I would just like to finish off with some final questions, and then an idea (which I think I’ve been trying to get to through these rather winding thoughts). Are these interactions between devout Islam and the freedom loving West ever likely to change the fundamentalism of (especially) the US’s claim to the freedom of speech? Does the violence surrounding these interactions have the potential to change Western people’s perspectives on their right to unconditional free speech? The fact that there are plenty of people in the West who claim that free speech shouldn’t be unconditional is perhaps a part of this constructivist movement. Perhaps we could actually see a constructive movement towards democratic ideals in Muslim countries if the West comes in a little bit from its own form of fundamentalism? Because if neither the West nor Islamic societies change their stances then this conflict is likely to persist.

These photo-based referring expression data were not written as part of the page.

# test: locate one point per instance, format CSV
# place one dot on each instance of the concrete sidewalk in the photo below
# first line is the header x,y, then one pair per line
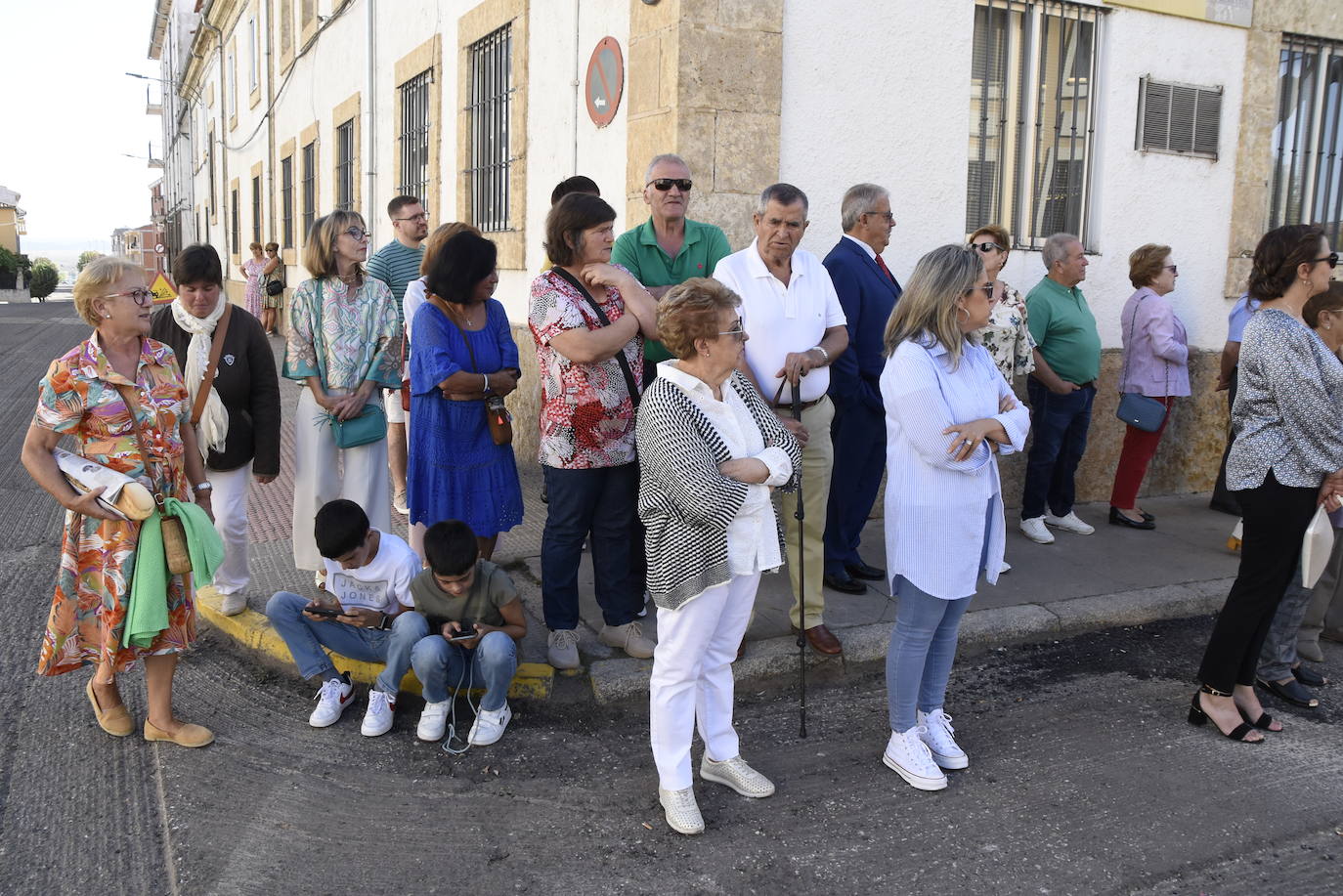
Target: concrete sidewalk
x,y
1079,583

If I were to speculate about such a dynamic, it might look like this. If the West, the US in particular, moved in from its unconditional defence of free-speech, then Islamic societies would have less of a need to resort to violence. Having to resort to violence less often would help reduce familiarity to violent recourse. Resorting to violence less often would then help with the project of strengthening democratic norms. The strengthening of democratic norms would include the right to free speech, and once this is established in Islamic countries, well then the US can have its precious right to say whatever it wants.
Hasenclever, Andreas, and Volker Rittberger. “Does Religion Make a Difference? Theoretical Approaches to the Impact of Faith on Political Conflict.” Millennium: Journal of International Studies 29, no. 3 (2000): 641-74.
Hurd, Ian. “Constructivism.” In The Oxford Handbook of International Relations, edited by Christian Reus-Smit and Duncan Snidal, 298-316. Oxford: Oxford University Press, 2012.
Jackson, Patrick Thaddeus, and Joshua S. Jones. “Constructivism.” In An Introduction to International Relations, edited by Richard Devetak, Anthony Burke and Jim George, 103-18. Cambridge: Cambridge University Press, 2012.